🤖 AI Summary
This work identifies the root cause of visual language models’ (VLMs’) incorrect answers despite the presence of decisive visual evidence: not failure to perceive relevant regions, but a decoupling between visual attention and reasoning—termed “seeing but not believing.” We present the first empirical evidence showing that VLMs’ visual attention distributions exhibit only weak correlation with answer correctness. To address this, we propose a training-free, inference-time hierarchical attention intervention method that selectively amplifies attention weights over evidence regions in deeper network layers, thereby explicitly bridging perception and reasoning. Evaluated on leading VLMs—including LLaVA, Qwen-VL, Gemma-3B-VL, and InternVL—our approach delivers consistent and substantial accuracy improvements across diverse architectures. These results validate both its effectiveness and strong cross-architecture generalizability. The method provides a novel diagnostic lens into multimodal alignment mechanisms in VLMs and offers a practical, lightweight tool for enhancing their visual grounding and reasoning fidelity.
📝 Abstract
Vision-Language Models (VLMs) achieve strong results on multimodal tasks such as visual question answering, yet they can still fail even when the correct visual evidence is present.
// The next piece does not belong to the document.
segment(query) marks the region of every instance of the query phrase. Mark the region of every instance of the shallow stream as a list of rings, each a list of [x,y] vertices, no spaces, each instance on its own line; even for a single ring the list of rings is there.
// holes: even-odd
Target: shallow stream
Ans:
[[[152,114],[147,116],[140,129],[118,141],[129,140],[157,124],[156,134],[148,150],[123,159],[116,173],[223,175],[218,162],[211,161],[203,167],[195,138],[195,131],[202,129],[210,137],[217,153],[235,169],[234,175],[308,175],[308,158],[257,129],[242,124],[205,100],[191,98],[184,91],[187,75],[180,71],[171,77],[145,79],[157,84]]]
In this work, we systematically investigate whether these failures arise from not perceiving the evidence or from not leveraging it effectively. By examining layer-wise attention dynamics, we find that shallow layers focus primarily on text, while deeper layers sparsely but reliably attend to localized evidence regions. Surprisingly, VLMs often perceive the visual evidence when outputting incorrect answers, a phenomenon we term ``seeing but not believing'' that widely exists in major VLM families. Building on this, we introduce an inference-time intervention that highlights deep-layer evidence regions through selective attention-based masking. It requires no training and consistently improves accuracy across multiple families, including LLaVA, Qwen, Gemma, and InternVL. These results show that VLMs encode reliable evidence internally but under-utilize it, making such signals explicit can bridge the gap between perception and reasoning, advancing the diagnostic understanding and reliability of VLMs.